Anhand der Workshop-Ergebnisse können Sie dann prüfen, ob diese Veränderungen wirklich gewollt sind und ob sie für die Organisation entsprechend ihrer Ist-Kultur überhaupt realistisch sind, und wenn ja, in welchen Schritten und mit welchen Maßnahmen sie erreicht werden kann.
Zentrale Fragen sind in dieser Phase, ob das obere Management die Veränderung mitgehen kann und will, also wirklich leben kann und will. Lippenbekenntnisse führen zu Scheinveränderungen. Vielleicht sprechen sie dann von agil und vielleicht haben sie eine „Agilität“, die durch den Projektleiter vorgegeben wird. Vielleicht haben sie dann auch selbstgesteuerte Teams, in denen jeder eine Aufgabe zugeordnet bekommen hat und deren Kontrolle durch die Führungskraft erfolgt. Genauso wird ein Management, welches an alten Reporting- und Vorgabe-Strukturen hängt, einen wirklichen kulturellen Wandel informell zu verhindern wissen.

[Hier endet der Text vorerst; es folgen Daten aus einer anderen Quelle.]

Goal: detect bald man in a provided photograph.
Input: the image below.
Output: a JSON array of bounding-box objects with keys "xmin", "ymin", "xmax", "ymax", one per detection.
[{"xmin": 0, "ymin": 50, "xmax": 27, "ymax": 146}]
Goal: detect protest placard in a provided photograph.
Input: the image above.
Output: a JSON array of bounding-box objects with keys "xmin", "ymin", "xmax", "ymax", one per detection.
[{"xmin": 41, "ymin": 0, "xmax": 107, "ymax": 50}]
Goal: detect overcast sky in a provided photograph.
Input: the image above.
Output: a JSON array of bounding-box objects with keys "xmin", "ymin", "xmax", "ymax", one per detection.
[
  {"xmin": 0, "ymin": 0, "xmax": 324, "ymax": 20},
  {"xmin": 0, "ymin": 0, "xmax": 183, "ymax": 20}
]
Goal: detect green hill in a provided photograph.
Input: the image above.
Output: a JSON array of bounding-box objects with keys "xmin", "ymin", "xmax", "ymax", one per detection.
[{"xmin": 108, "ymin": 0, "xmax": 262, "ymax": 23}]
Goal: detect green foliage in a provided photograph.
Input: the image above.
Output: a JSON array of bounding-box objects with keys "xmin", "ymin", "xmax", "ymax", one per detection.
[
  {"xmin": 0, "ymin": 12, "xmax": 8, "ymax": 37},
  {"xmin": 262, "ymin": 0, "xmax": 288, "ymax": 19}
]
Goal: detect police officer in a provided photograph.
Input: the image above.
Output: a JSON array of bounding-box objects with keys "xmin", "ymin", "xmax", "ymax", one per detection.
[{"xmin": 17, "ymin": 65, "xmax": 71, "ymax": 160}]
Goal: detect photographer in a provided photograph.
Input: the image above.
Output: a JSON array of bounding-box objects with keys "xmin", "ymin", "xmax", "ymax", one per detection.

Sowohl für das Management wie auch für Führungskräfte und Mitarbeitende muss gefragt werden, wer was durch den Change verliert und wie das kompensiert werden kann. Gerade für Führungskräfte werden die Verluste immens sein, denn selbstgesteuerte Strukturen brauchen Führung in der alten Form nicht mehr. Wie soll damit im Unternehmen umgegangen werden?
Eine Umsetzung des angestrebten Kulturwandels sollte erst begonnen werden, wenn die aufgezeigten Fragenkomplexe umfassend beantwortet sind. Erst dann wissen Sie, was für den Change notwendig ist, wie Sie wen mitnehmen können, wer was lernen muss, aber auch wie Sie gegenüber den Menschen handeln wollen, die nicht mitgehen können oder wollen.